Joe was Artistic Director of the Live Theatre in Newcastle upon Tyne (2018-20), where he directed Clear White Light, a new play with the songs of Lindisfarne and featuring former band members. He also co-directed Christmas Crackers and Fed Up, a project about food poverty with the extraordinary Live Youth Theatre. Joe’s time at Live also saw the English Premiere of The Cheviot… and he had been so excited to announce Children of the Night - a new play about working class club culture in the 90s featuring the tracks of QFX - when the covid pandemic struck. The enforced hiatus forced a rethink of priorities and he resigned, to be closer to family and friends in Scotland. He was Associate Artistic Director of Dundee Rep (2016-17) where he first directed the highly acclaimed new production of John McGrath’s The Cheviot, the Stag and the Black, Black Oil, which was reimagined for two sell out tours in 2016 and 2019 (with NTS and Live Theatre). The Cheviot was due to run at The Pavilion in Glasgow before embarking on a fourth tour in 2020, before the pandemic curtailed plans.
At Dundee Rep, Joe also directed Death of a Salesman (winner of Best Actor, Best Production and Best Ensemble at the Critics Awards for Theatre in Scotland in 2017),George’s Marvellous Medicine, The Resistable Rise of Arturo Ui, Spoiling and The BFG. He was very proud of his contribution to the programming of the Rep, with more community touring, inventive use of the acting ensemble and booking new touring acts such as Limmy.
Joe was Co-Artistic Director (with Gareth Nicholls) of new-writing, touring company Utter (2011-2017), where he co-created Educating Ronnie (Edinburgh Festival & two national tours), Bloody Trams (Traverse) and Stand By (Edinburgh Festival & two national tours). The much missed David Maclennan gave great opportunities to Joe to practice directing and dramaturgy at Oran Mor, where he has now made around fifteen shows. His love affair with A Play, a Pie and a Pint continues under the Artistic Direction of Jemima Levick and he will return to direct there in 2024.
Joe collaborates regularly with activist and comedian Mark Thomas, with whom he has created the shows The Red Shed, Showtime from the Frontline and Ouch! Mark has inspired Joe to experiment more with writing and performing and Joe worked with Faisal Abu Alhayjaa to co-write and perform The Peace Piece, a satirical, faux-podcast about conflict in the Middle East, colonialism and wellness culture. Joe played the hideous podcast host, Boswell Duff.
Other work as freelance director or co-director includes: The Arabian Nights (Lyceum), Dr Stirlingshire’s Discovery (Lung Ha/Grid Iron), My Friend Selma (Terra Incognita), Letters Home - Details (Grid Iron/Edinburgh International Book Festival).

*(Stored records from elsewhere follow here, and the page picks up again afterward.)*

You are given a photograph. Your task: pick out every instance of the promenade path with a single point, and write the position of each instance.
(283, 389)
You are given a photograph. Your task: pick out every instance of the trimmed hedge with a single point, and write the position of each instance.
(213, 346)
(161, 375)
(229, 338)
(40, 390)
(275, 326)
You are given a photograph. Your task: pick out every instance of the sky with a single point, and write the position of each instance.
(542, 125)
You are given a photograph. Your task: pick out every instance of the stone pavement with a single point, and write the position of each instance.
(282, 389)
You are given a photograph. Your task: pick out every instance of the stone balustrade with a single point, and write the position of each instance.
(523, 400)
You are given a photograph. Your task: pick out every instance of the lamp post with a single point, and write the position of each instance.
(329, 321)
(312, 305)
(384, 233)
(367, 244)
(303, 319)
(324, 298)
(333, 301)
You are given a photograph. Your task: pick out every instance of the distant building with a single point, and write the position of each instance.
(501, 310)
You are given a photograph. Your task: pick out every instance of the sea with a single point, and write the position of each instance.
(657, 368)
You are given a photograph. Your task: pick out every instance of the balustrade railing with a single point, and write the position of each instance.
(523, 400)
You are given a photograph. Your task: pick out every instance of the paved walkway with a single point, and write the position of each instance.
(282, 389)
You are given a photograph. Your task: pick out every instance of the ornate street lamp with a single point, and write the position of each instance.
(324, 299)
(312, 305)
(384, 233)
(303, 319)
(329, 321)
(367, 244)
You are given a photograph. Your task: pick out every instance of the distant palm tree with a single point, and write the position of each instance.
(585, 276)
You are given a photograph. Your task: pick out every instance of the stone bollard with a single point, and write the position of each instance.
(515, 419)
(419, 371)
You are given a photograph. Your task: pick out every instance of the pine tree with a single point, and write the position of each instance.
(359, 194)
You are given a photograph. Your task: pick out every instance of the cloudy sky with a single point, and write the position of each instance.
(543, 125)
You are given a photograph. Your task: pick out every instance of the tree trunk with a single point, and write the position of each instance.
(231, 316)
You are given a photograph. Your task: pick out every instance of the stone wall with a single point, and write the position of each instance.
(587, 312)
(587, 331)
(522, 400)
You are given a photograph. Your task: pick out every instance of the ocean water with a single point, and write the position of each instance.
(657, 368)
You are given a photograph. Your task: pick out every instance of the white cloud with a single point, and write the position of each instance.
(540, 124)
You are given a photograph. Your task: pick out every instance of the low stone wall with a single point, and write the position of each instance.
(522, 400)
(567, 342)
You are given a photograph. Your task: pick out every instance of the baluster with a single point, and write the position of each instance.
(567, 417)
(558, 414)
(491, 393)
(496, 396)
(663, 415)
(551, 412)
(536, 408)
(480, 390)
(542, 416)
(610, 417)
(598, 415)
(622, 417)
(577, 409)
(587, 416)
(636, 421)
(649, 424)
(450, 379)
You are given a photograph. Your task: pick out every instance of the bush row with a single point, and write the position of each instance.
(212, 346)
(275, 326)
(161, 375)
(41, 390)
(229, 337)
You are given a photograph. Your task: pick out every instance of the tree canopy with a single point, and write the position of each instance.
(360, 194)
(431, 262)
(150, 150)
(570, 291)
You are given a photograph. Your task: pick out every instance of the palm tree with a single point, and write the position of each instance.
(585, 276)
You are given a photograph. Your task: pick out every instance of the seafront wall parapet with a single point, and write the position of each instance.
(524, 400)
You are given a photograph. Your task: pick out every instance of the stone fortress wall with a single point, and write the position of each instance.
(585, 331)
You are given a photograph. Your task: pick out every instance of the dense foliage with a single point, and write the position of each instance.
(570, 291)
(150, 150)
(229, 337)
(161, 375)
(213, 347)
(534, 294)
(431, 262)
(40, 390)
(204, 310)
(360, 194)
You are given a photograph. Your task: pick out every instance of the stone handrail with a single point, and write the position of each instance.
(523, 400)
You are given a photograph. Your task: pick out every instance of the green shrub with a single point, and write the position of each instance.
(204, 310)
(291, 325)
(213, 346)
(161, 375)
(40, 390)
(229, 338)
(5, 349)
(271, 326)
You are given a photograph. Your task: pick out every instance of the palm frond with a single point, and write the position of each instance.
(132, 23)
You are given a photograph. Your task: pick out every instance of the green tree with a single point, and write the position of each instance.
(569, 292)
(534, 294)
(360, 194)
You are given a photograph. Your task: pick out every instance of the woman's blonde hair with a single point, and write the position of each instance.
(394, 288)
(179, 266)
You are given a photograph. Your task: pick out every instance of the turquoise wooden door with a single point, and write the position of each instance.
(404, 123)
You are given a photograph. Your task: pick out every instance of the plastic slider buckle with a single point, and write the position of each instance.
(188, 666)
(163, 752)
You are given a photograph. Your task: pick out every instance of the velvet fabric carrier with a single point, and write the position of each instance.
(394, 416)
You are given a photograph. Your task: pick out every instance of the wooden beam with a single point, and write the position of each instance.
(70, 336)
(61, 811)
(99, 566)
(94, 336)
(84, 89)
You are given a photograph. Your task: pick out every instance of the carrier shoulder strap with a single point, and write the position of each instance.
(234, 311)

His work has won four Fringe First awards for Educating Ronnie (2012), Letters Home (2014), The Red Shed (2016) and Stand By (2017).
He has previously collaborated with Gary McNair on the five star rhyming masterpiece, McGonagall’s Chronicles (Which Will Be Remembered For A Very Long Time). The form of Dear Billy owes a lot to that production and the risk-taking which the environment of A Play, a Pie and a Pint allows.